The village did not understand that. A child had been stung by a bee once and had run and hid in the well and was pulled out half-drowned and so the bees were shunned and their keeper with them.
The beekeeper had had a wife but she died in the winter, despite all the honey poultices and sweet-smelling herb candles he applied to save her. So it was a lonely life, made strange by the use of smoke and the hat and the veil.
The beekeeper tried to speak to the village maidens but they just laughed and hid their faces, and bullied their brothers to go up to the hives when they needed honey or wax. Their fathers came to discuss putting the bees to the orchards and changed the subject when the beekeeper mentioned that he might be seeking a partner. The widows and spinsters laughed at his clumsy courting and put him off; a man used to the dance of the bees, he did not know that of the humans.
He might have lived alone and then we would have no tale to tell but the bees chose for him. In the height of summer they swarmed for him and danced and taught him many things. So it was that he gathered the wax, purified it, imbued it with a secret mixture and danced around it at the full moon.

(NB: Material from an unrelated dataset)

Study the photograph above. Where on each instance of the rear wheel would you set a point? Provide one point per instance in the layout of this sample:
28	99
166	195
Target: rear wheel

A wick made of linen and of hair from a locket and threads from the old wedding dress, when lit she came alive and was his candlewife. Now you might think that a candle, no matter how big, even as big as a good-sized woman, would burn down to nothing in a handful of nights. You might think that. With magic and will and patience, the flame low and steady, and when she started to look a little melted, a handful of wax to repair the worst spots, she might last for a lifetime. And if you think that strange and unnatural then I ask you to look to your own families and say, is what we do so very different?
So how long did she last? All through the winter he would light her in the evening and she would work with him draining the honey and pouring it into casks, refining the wax, then spending the last of the day quietly, as companions, as a man and wife and I do not need to tell you about that.
And so he thought they might live, she being a true wife to him. Yet she was wiser than he, perhaps with the wisdom of the bees, who live only for the seasons they are allotted. The magic that had woken her was to be a wife in all things, according to the oaths sworn before everyone in the village, and to break the spell was to invite a terrible consequence.
So when the spring came and the bees woke again there came the day when the light and dark were in balance. And the beekeeper and the candlewife spent the night together and her flames burned bright.
In the morning she was gone and yet the beekeeper was not alone.
But time has got on and I will finish there, for that is all there is of the tale of the candlewife. Yes yes, there is more to tell, more on the bees and the foolishness of maidens. Every tale leads to another, yet some time we must stop telling.
So we are done for tonight. But if you return tomorrow I may have another story for you, the tale of the Beekeeper’s Daughter and the Giant’s Heart. There. That’s something to look forward to isn’t it? Now go to your own homes and sleep well.